This Shelter Gives Homeless People What They Really Need—Long-Term Jobs
By Sydney Worth ~ yes!
A Fort Worth, Texas, program sees steady employment as an important step in helping guests rebuild their lives.
When Kristy Yates’ daughter passed away in 2010, Yates sank into a deep depression and alcoholism that led to a drunken driving arrest. After a slew of health issues and losing all three of her jobs, the Fort Worth, Texas, resident became homeless and ended up checking in at the Presbyterian Night Shelter.
Yates’ new address made it hard to get hired. But after two months of living in the shelter, she learned about Clean Slate, and her life has changed since.
Toby Owen, CEO of the shelter, had long hoped to establish a social enterprise that would address homelessness in Fort Worth. When the city gave the shelter a $50,000 grant, Clean Slate was born.

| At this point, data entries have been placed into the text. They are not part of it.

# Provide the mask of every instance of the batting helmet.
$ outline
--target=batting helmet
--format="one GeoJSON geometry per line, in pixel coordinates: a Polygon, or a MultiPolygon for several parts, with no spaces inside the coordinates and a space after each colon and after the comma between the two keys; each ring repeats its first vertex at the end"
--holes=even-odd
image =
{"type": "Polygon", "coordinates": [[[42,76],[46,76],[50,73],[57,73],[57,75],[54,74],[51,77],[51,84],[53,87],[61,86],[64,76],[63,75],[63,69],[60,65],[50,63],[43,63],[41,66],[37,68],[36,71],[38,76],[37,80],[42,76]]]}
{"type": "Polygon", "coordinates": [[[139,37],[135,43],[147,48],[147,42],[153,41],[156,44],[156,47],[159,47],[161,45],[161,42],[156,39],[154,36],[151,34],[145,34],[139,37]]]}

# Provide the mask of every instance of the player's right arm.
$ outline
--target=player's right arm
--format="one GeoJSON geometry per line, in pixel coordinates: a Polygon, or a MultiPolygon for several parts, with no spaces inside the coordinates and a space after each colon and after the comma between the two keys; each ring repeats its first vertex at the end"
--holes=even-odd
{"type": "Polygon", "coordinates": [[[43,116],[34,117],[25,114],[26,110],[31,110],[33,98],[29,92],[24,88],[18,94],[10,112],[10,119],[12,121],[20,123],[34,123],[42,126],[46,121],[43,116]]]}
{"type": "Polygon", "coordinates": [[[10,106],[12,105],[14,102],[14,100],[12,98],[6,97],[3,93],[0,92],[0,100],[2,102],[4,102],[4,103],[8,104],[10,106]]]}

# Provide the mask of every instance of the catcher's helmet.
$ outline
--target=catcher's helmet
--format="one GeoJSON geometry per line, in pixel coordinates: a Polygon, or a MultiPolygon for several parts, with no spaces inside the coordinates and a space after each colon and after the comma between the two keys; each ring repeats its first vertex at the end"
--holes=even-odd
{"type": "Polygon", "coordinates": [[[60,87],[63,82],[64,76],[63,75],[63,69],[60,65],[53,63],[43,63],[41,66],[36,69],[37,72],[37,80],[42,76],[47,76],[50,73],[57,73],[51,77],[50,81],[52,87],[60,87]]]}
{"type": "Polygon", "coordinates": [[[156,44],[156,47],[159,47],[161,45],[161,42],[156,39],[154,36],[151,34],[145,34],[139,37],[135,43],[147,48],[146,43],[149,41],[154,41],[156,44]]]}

Launched in fall 2015, Clean Slate hires guests living in the night shelter as janitors and street sweepers.
The project offers Fort Worth’s homeless population an opportunity to obtain financial security and ultimately find a permanent home. While not a foolproof answer to homelessness, Owen believes it’s a step in the right direction.
“There’s not one silver bullet that’s going to end homelessness,” Owen said.